Plymouth house prices could be about to boom, say experts
04-01-2015
By Plymouth Herald
HOMES in Plymouth are set to become less affordable as the city faces rising property prices, according to experts.
The warning comes as new figures show cities in the South West are among the UK’s top ten most unaffordable places to buy a home, new research shows.
The cost of a typical city home is at its most unaffordable level since 2009 as buyers face stretching their wages even further to keep up with rising property prices, a report has found.
On average the cost is now 6.1 times gross average local earnings, up from a multiple of 5.8 just a year ago, Lloyds Bank found.
The level remains below the peak of the housing boom in 2008, when the average property cost 7.2 times earnings, but the trend is upward.
Truro was rated the eight priciest with homes 8.61 times average local wages with Exeter not far behind in tenth place, with a multiple of 8.04.
Devon estate agent Richard Copus, spokesman for the National Association of Estate Agents in the South West, said Plymouth was also set to join the list as urban regeneration sent prices upwards.
“Homes in Plymouth have been going up over the last couple of years as it goes through regeneration,” he added.
“It has been down for so many years but is becoming much more popular and also less affordable.”

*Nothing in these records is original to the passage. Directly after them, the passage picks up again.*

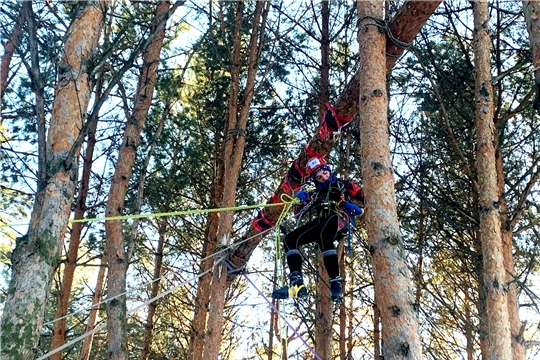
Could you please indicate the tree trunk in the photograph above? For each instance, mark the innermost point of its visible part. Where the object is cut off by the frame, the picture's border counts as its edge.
(59, 330)
(393, 287)
(36, 254)
(233, 152)
(202, 298)
(158, 261)
(405, 25)
(115, 247)
(531, 11)
(490, 226)
(92, 316)
(324, 316)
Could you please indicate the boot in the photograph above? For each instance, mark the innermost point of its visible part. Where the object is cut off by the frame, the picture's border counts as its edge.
(297, 287)
(295, 290)
(336, 290)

Lloyds made Oxford the nation’s least affordable city, with the average house price standing at £361,469, almost 11 times the local wage.
Winchester, Cambridge, Chichester and Brighton and Hove completed the top five least, followed by Bath and Greater London. In Winchester and Cambridge, homes cost around 10 times local earnings, while in Chichester and Brighton and Hove they cost more than nine times earnings.

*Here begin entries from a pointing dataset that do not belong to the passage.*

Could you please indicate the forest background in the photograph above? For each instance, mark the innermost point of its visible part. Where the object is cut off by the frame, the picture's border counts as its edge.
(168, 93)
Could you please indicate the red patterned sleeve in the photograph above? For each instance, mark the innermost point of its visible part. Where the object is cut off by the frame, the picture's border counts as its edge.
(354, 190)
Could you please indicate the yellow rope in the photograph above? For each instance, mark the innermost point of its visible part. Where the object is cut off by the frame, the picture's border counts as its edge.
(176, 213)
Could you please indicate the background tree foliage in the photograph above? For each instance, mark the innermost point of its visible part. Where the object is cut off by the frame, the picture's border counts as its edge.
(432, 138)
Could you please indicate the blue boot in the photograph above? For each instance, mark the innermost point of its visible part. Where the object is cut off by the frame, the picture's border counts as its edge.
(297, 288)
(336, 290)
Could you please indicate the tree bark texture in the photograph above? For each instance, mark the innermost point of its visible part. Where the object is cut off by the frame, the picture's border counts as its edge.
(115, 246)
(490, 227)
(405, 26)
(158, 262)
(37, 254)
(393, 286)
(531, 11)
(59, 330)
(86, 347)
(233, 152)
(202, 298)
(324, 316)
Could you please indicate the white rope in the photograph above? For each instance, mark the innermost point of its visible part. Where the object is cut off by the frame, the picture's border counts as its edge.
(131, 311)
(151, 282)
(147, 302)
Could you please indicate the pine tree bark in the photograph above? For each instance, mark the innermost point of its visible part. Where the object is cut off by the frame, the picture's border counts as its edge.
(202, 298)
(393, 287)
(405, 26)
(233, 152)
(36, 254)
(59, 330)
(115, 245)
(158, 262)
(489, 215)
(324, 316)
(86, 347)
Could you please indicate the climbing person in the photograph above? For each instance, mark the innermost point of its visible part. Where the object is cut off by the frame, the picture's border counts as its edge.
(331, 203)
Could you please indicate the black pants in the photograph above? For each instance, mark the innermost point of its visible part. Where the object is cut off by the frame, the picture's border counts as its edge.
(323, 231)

Greater London comes not far behind, with a home there costing around 8.75 times average earnings in the capital.
With an average price of £158,645, Stirling remains the UK’s most affordable city, with a property there costing around 3.9 times gross average annual earnings, according to Lloyds’ Affordable Cities Review.

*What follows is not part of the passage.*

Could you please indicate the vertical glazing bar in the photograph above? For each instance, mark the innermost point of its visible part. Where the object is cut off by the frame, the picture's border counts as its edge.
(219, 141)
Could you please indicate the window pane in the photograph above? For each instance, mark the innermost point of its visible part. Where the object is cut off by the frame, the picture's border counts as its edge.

Andy Hulme, Lloyds Bank mortgages director, said: “House price rises in the past two years have resulted in a deterioration in home affordability in the majority of UK cities, and generally widening the north/south affordability divide as the market has been strongest in the south.
“The UK’s most successful cities economically have tended to see the strongest property price rises.
“Aberdeen, the country’s oil and gas capital, has recorded the biggest gains over the past decade whilst London has been the top performer during the economic recovery.”